A self-described justice advocate and Berkeley native, Terry Taplin is running to be the next District 2 City Council member.
Inspired to run by his feeling that the district is in danger of losing its economic and cultural diversity, Taplin wants to prevent the pandemic recovery and ongoing climate crisis from increasing social inequality.
For his campaign platform, Taplin’s focuses are public safety and disaster resilience, climate action and resilience, mobility justice, housing equity and COVID-19 economic recovery.
Raised in West Berkeley by his single mother, Taplin identifies as an openly gay, working-class Black man and is an alumnus of the Berkeley Unified School District, Berkeley City College and Saint Mary’s College of California, according to his website.
Taplin’s background is mainly in creative writing and spoken word — which he calls a “very activist-adjacent” practice — and he has a history of community organizing.
After serving on both the Children, Youth and Recreation Commission and the Civic Arts Commission, Taplin is now on the Peace and Justice Commission and is vice chair of the Transportation Commission.
Taplin was also a yearlong intern for former councilmember Kriss Worthington. Currently, Taplin is a state Assembly District 15 associate member of the Alameda County Democratic Party Central Committee.
“My experiences … have given me the ability to synthesize complicated information for public consumption, mediate complicated contrasting needs and the ability to empathize with, understand and work alongside those from a diverse range of backgrounds and experiences,” Taplin said.
Sharla Sullivan, one of Taplin’s volunteer leaders and the community affairs representative at East Bay Municipal Utility District, remarked that upon meeting Taplin, she was immediately impressed with his ability to listen, as it is an essential skill in politics.
Taplin acknowledged that a lot of his plans have changed in light of the fiscal impacts to the city’s budget from COVID-19.
In the midst of a national debate about defunding the police, Taplin said he wants to repurpose some police funding for the creation and expansion of restorative justice programs and of mental health and crisis intervention programs.
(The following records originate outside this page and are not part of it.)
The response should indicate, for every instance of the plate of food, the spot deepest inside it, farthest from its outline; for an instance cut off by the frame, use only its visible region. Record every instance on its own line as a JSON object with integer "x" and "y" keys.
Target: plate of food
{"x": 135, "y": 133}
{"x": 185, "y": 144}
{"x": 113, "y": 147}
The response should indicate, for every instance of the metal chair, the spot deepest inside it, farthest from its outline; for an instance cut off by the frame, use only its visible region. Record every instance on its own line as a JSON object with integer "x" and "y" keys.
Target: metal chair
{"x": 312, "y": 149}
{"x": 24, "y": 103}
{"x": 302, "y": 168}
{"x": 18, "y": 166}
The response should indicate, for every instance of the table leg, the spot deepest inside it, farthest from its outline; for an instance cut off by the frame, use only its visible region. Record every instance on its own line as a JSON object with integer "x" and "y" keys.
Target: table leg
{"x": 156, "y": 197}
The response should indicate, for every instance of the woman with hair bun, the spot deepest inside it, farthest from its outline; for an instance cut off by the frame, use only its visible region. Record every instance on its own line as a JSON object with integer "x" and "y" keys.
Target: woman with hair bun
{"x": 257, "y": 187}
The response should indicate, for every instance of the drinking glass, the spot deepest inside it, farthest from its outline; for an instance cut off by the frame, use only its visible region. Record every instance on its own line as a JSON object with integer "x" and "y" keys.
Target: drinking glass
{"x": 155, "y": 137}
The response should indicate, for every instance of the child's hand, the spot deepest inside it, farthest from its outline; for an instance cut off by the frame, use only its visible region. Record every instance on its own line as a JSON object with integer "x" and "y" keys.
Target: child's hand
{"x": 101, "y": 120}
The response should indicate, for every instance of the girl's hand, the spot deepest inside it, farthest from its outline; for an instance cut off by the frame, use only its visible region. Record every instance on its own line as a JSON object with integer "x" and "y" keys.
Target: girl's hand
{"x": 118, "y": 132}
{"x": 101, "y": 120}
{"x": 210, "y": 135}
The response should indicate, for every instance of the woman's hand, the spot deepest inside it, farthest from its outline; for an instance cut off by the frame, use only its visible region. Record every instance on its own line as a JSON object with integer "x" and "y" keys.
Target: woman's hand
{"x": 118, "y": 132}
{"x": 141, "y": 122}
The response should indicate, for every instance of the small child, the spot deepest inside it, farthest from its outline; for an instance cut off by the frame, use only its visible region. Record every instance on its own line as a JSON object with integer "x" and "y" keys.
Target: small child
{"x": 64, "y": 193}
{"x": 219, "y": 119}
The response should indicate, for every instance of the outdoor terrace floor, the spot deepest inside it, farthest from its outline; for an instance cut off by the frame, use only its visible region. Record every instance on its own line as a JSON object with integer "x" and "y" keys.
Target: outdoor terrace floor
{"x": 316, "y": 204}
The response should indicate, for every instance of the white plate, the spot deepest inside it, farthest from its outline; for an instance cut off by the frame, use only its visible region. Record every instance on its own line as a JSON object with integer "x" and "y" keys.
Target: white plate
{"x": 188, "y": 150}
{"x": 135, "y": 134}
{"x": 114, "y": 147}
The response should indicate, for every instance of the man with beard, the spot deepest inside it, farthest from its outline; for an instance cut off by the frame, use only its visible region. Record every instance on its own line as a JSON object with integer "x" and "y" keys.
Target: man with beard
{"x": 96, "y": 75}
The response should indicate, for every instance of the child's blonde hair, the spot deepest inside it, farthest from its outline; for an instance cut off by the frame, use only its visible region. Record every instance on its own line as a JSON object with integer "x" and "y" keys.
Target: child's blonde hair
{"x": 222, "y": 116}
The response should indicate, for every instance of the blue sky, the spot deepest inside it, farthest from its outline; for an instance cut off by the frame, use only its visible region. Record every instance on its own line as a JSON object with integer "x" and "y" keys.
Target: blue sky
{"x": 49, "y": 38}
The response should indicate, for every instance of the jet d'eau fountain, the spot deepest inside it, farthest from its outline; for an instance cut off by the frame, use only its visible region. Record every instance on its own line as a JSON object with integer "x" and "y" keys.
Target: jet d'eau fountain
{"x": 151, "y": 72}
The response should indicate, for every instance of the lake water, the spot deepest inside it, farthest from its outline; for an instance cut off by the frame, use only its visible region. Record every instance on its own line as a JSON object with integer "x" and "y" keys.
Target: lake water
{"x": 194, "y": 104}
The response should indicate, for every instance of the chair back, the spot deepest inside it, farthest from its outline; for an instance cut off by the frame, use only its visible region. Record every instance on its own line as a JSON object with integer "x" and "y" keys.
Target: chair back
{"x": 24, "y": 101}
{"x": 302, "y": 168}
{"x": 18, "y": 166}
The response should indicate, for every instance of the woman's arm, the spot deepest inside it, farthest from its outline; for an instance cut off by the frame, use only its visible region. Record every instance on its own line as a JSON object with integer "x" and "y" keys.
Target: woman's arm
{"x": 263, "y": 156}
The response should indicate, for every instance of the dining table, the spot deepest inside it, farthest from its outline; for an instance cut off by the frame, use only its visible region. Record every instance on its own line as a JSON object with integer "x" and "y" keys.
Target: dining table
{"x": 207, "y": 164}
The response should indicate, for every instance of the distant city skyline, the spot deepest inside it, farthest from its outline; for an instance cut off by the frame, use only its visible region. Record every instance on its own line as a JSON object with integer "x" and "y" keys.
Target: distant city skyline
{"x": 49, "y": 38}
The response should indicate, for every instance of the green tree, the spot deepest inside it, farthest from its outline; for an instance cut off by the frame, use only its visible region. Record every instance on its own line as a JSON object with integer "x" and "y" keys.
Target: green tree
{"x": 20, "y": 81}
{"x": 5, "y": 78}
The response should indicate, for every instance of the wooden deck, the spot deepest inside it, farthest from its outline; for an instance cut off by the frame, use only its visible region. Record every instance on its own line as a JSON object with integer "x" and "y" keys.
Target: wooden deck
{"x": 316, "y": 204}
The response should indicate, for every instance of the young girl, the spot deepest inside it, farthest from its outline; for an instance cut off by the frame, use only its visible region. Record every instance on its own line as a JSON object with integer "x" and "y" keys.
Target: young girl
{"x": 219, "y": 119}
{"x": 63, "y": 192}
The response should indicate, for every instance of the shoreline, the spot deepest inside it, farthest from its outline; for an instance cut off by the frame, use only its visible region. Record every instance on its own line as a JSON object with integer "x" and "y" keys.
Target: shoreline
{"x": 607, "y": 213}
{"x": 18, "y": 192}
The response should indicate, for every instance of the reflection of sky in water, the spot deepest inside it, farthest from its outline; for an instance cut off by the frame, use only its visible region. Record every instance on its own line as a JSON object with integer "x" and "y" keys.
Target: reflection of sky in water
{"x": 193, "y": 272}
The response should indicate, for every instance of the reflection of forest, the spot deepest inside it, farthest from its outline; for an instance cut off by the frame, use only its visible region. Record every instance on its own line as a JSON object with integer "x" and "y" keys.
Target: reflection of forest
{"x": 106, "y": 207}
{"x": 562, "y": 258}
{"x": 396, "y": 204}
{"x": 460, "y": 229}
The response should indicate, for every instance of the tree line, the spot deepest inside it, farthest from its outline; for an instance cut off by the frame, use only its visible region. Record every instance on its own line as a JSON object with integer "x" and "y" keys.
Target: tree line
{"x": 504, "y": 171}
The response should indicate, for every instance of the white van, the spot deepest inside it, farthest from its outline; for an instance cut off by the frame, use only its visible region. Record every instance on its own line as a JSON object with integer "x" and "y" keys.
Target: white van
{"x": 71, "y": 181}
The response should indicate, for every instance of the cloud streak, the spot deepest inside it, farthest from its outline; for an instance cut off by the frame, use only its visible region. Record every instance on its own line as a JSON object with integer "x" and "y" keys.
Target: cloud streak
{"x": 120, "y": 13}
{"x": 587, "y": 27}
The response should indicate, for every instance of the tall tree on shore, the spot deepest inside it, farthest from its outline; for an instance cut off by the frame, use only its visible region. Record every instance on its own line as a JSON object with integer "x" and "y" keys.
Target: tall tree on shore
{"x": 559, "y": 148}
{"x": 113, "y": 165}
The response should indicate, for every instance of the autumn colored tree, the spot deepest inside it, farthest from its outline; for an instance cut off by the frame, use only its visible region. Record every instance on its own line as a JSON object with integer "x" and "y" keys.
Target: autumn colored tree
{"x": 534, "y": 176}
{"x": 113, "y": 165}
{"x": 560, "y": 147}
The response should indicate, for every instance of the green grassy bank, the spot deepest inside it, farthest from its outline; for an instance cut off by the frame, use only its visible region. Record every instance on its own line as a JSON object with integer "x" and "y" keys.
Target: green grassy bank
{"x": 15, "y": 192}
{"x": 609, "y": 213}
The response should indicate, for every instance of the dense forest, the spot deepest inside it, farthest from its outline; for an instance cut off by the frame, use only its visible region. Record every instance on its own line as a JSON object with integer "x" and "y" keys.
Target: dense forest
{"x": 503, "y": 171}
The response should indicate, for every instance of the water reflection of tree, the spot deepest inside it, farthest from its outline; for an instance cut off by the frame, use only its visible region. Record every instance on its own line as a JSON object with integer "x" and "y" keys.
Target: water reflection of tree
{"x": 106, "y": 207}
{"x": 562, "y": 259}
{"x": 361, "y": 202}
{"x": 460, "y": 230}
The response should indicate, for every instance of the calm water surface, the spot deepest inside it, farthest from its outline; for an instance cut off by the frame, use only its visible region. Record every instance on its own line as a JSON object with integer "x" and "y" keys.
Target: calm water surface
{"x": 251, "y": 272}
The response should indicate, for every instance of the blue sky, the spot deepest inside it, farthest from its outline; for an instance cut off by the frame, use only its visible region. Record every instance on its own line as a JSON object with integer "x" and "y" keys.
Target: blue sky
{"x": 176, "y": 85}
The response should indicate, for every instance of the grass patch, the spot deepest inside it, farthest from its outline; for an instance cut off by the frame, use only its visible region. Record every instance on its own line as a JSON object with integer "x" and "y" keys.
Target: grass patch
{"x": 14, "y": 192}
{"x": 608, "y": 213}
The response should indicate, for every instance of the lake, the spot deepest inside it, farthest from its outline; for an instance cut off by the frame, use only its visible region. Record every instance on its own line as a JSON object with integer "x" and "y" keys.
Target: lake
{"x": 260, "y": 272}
“The combination of strong progressive values with a focus on the nuts-and-bolts of improving infrastructure and building housing are common among our new generation of candidates,” said Alfred Twu, one of Taplin’s housing policy advisers, in an email. “This type of big change is how Berkeley and other cities can solve many of its long-time challenges.”
The city of Berkeley’s general election will take place Nov. 3. The last day to register to vote is Oct. 19, according to the city website.